Florence Nightingale wurde in die englische Oberschicht hineingeboren. Eine Gesellschaftsklasse, in der Frauen heiraten, Kinder kriegen, die Zeit mit Konversation vertreiben und dem Ehegatten zur Seite stehen sollten.
Keine gelangweilte Dame der Gesellschaft
Doch Nightingale hatte andere Pläne, wie sie im Alter von 31 Jahren ihrem Tagebuch anvertraute: «Mein erster und letzter Gedanke, an den ich mich erinnern kann, war Krankenpflege. Man hat alles an mir versucht: Reisen, ins Ausland, gute Freunde – alles.»
Im viktorianischen England wurden Kranke vor allem zu Hause durch die Familie gepflegt. Nur Alleinstehende oder Arme landeten in Krankenanstalten. Dort wurden sie vom unqualifizierten Pflegepersonal mehr bewacht als gepflegt.
Moderne Erkenntnisse zur Pflege
Spitäler im modernen Sinn entwickelten sich erst Mitte des 19. Jahrhunderts, als die Verbreitung der Narkose andere Formen von Eingriffen ermöglichte, aber auch eine sorgfältige Betreuung der Patienten verlangte.

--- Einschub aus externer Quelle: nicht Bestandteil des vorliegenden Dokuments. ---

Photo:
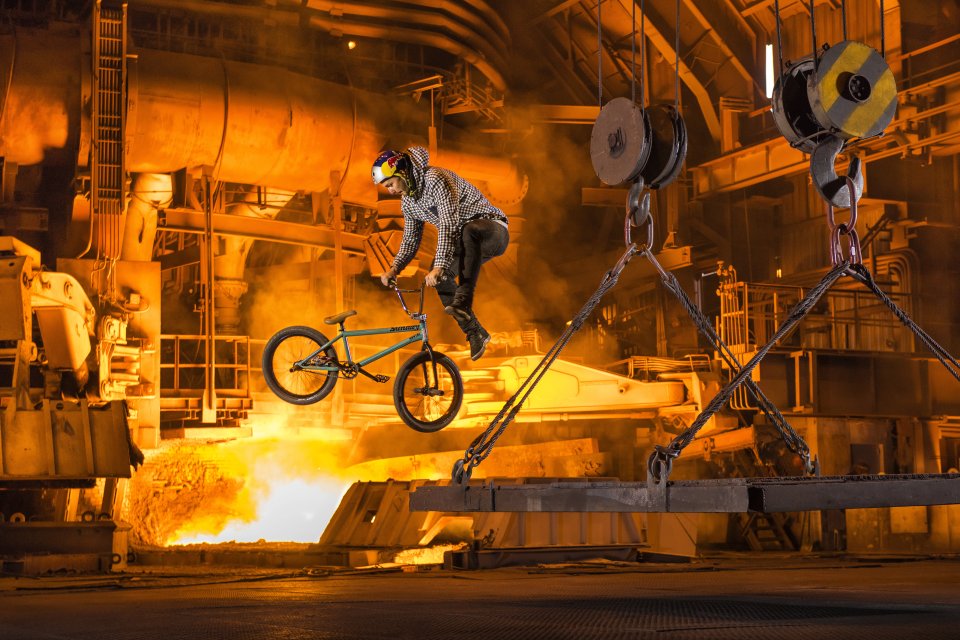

Um dies zu erlernen, reiste Florence Nightingale nach Deutschland. In Kaiserswerth lernte sie bei den Diakonissen, wie man Verbände anlegt, Wunden versorgt, Medikamente herstellt und Sterbende begleitet.
Aus heutiger Sicht waren ihre Erkenntnisse logisch und banal, damals aber äusserst modern. So schilderte Nightingale einer Freundin: «Was in unseren Spitälern nottut, ist eine gründliche Kenntnis der Krankenpflege durch die Pflegerinnen. Deshalb müssten diese gut ausgewählt und richtig geschult werden.»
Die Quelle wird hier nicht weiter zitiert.